# Egg donor looking for a recipient on egg share scheme !!



## MrsG1984 (Mar 20, 2014)

Hi there,
This is the first time I have wandered out of the safety of the fertility clinic that I'm on the egg sharer programme with!! Daunting but I'm desperate! 
I am 6ft tall and this is making a match very difficult. If there is anyone out there that is looking  for an egg donor. Don't hesitate to contact.
Any advice would be greatly received! I have naturally dark blonde hair and brown eyes, rhesus negative blood type and am based in the south east.
Thanks


----------



## fififi (Mar 16, 2011)

You might be better off posting on egg donor section. http://www.fertilityfriends.co.uk/forum/index.php?board=551.0

I'd clicked on your post cos as a recipient I am now facing a 12 month wait at my clinic as such a shortage of donors. This time last year the wait was only 3 months. Am sure someone will be very grateful to be matched with you.

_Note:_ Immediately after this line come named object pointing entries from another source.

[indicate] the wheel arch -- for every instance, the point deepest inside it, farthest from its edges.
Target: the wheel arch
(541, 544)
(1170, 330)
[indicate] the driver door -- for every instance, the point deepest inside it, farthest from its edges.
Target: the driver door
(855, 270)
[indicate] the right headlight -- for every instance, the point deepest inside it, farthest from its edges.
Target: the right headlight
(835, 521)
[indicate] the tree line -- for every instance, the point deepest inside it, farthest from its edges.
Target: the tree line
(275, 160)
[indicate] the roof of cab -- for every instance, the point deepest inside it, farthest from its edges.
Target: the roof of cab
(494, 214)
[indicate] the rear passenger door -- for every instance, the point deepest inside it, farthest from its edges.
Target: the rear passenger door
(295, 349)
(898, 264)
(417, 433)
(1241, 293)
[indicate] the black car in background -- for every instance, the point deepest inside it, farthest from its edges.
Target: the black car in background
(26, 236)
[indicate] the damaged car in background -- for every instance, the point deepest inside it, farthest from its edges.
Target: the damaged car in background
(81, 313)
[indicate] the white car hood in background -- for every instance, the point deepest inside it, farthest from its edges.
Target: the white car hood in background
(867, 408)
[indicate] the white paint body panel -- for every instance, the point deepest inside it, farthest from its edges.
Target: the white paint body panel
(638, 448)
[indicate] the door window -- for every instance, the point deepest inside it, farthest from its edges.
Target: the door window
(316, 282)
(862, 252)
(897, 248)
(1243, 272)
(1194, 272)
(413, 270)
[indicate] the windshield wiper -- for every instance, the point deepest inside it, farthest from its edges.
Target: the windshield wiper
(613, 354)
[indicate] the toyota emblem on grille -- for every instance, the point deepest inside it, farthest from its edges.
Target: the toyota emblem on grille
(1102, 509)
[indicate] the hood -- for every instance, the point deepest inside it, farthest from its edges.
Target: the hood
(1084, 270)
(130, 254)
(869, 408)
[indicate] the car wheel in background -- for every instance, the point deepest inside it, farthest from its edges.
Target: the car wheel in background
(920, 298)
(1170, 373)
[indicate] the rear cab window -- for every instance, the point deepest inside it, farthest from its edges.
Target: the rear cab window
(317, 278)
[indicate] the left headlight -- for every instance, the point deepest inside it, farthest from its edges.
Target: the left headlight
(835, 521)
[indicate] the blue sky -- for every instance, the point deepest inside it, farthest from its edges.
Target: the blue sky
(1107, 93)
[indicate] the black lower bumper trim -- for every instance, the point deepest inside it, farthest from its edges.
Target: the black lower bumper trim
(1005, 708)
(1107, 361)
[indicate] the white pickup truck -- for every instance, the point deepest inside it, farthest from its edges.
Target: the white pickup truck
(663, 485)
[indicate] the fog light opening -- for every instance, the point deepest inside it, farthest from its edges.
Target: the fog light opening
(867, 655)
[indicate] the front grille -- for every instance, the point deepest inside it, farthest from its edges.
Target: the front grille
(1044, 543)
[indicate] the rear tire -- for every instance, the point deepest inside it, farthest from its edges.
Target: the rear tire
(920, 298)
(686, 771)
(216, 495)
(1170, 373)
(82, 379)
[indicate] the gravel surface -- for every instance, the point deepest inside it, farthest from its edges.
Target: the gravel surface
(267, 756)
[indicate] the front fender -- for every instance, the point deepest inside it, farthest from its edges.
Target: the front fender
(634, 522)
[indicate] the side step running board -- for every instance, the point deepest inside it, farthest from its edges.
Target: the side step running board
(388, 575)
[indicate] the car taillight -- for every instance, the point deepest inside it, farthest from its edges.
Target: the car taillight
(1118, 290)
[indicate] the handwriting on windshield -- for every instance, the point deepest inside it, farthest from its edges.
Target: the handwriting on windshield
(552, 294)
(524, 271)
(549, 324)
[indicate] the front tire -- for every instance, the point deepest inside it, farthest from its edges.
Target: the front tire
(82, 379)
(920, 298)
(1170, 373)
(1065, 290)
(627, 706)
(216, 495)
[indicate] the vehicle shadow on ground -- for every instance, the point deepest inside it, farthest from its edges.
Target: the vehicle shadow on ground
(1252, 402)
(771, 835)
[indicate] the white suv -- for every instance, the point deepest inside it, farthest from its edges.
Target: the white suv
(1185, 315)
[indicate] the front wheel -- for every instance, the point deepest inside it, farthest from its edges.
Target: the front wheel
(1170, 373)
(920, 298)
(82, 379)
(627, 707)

A few more details might help
Where in UK are you? Hair colour? Eye colour? Blood group? Age?


----------



## MrsG1984 (Mar 20, 2014)

Thanks so much for the information and help! Need as much as I can get at the moment ,
As I said I have been waiting to be matched for 6 months now just because of my height.
Just out of interested what clinic are you with? 
Thanks again and good luck x


----------



## fififi (Mar 16, 2011)

Nurture, Nottingham - good stats if you're in/near East Midlands

Amazed you've been waiting for a recipient for so long, especially as you're a proven donor. I would have thought anyone 5'8 or over would be fine & that's got to be a lot of ladies.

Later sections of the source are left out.